Er half seinem Sohn aufs Pferd auf und als dieser zum Schlachtfeld abzog, erhob Imam Hussain (ع) zum Himmel und sprach: „Oh Allah, sei Zeuge dafür, dass ich meinen Sohn, der an deinen Propheten Mohammed (s.a.a.s.) erinnert, geschickt habe; und wenn immer ich wünschte eine Wallfahrt zu meinem Großvater zu machen, habe ich auf Ali al-Akbar geblickt.“
Ali al-Akbar hörte Schritte hinter sich und als er sich umdrehte, erblickte er seinen Vater. Er sagte: „Vater, wir haben uns verabschiedet. Warum läufst du hinter mir?“ Der Imam antwortete: „Mein Sohn, wenn du auch einen achtzehnjährigen Sohn hättest, wüsstest du, was ich fühle.“
Ali al-Akbar (ع) kämpfte sehr tapfer. Er tötete viele wohlbekannte Krieger. Umar Sa’ad befahl seinen Soldaten den jungen Mann zu erledigen und sprach: „Wenn er stirbt, wird Imam Hussain (ع) nicht leben wollen! Ali al-Akbar ist das Leben Hussains (ع)“. Die Soldaten kreisten Ali al-Akbar ein. Steine, Speere und Pfeile wurden auf ihn abgefeuert. Einer der Pfeile traf seine Brust. Er fiel vom Pferd und rief: Mein Vater! Meine letzten Grüße zu dir“. Der Imam ging der Stimme nach und fand seinen Sohn, mit seiner rechter Hand auf seiner Brust. Er nahm seinen Sohn in seine Arme. Doch Ali legte nur seinen linken Arm um des Imams Schulter. Dieser fragte ihn: „al-Akbar, warum umarmst du mich nur mit einem Arm?“ Er bewegte sanft die rechte Hand Alis und sah die Spitze des Speers. Er zog sie mit beiden Händen raus und rief in Richtung Najaf: „Vater, auch ich bin zu meiner Khaiber gekommen“. Dann machte Ali al-Akbar seinen letzten Atemzug.

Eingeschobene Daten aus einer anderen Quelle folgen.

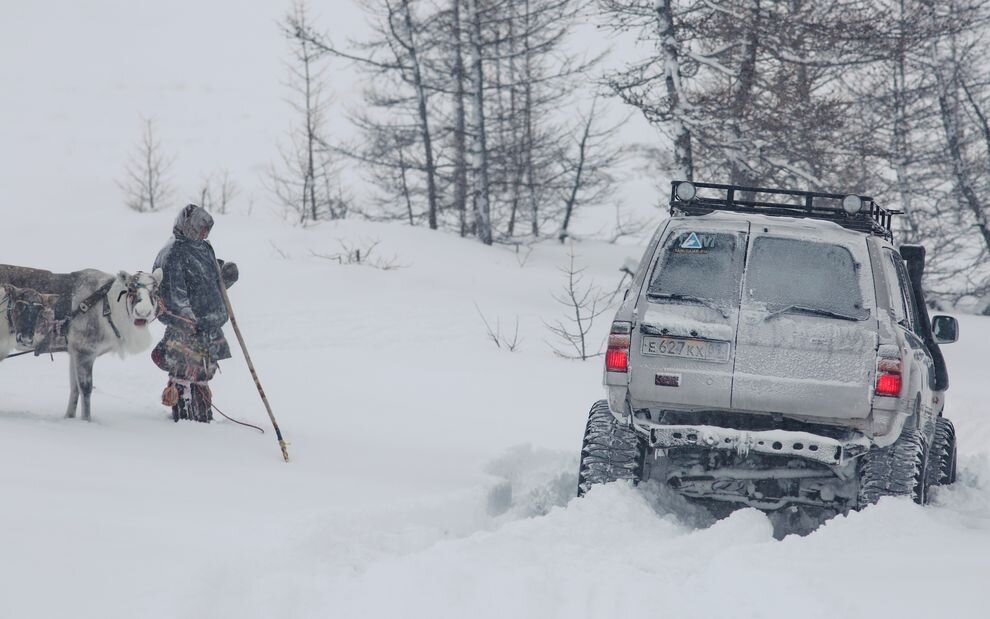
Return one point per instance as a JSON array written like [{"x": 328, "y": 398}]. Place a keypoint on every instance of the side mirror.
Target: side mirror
[{"x": 945, "y": 329}]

Imam Hussain (ع) sagte: „Bunayya, Bunayya, a’lad dunya ba’daka ala’thaa! (zu deutsch: Mein Sohn, mein Sohn! Nach dir ist die Welt so wertlos wie Staub!)“ Er trug seinen Sohn zu den Zelten.
Auch Qasim (ع), der jüngste Sohn Imam Hassans (ع) bat Imam Hussain (ع) auf das Schlachtfeld gehen zu dürfen. Der Imam jedoch, ließ ihn nicht gehen und begründete dies damit, dass Qasim (ع) für ihn eine Erinnerung an seinen Bruder Hassan (ع) sei und er ihn nicht vor sich sterben sehen will. Qasim (ع) war sehr enttäuscht und ging zum Zelt seiner Mutter Umm e Farwa. Diese bemerkte, warum ihr Sohn so traurig war und erinnerte sich, dass ihr Imam Hassan (ع) kurz bevor seinem Tod einen Brief gab mit den Worten: „Wenn du Qasim jemals in Schwierigkeiten siehst, gib ihm diesen Brief“. In dem Brief war geschrieben: „Mein Sohn Qasim, ein Tag wird kommen, an dem mein Bruder Hussain (ع) einem Feind von Zehntausend gegenüberstehen wird. Das wird der Tag sein, an dem der Islam durch Opfer geschützt werden muss. Du musst mich an diesem Tag vertreten“.
Qasim (ع) rannte mit diesem Brief zu Imam Hussain (ع). Dieser las den Brief und sagte: „Oh meines Bruders Sohn, wie kann ich dich aufhalten etwas zu tun, was dein Vater von dir wollte, dass du es tust. Bismillah, geh. Allah sei mit dir“.
Mit dem Turban seines Vaters auf dem Kopf, ritt Qasim (ع) los. Imam Hussain (ع) sagte: „Inna Lilla-hi wa inna ilai-hi raji’oon“. Qasim (ع) erwiderte: „Oh mein Onkel, sei nicht bestürzt. Ich fürchte den Tod nicht. Der Tod für den Islam wird für mich süßer als Honig sein“.
Auf dem Schlachtfeld stellte er sich laut vor und tötete mehre Soldaten. Er sah Umar Sa’ad, wie er seinen Pferden Wasser zu trinken gab. Er rief ihm zu: „Du sollst dich vor dir selbst schämen; die Kinder Hussains weinen vor Durst“.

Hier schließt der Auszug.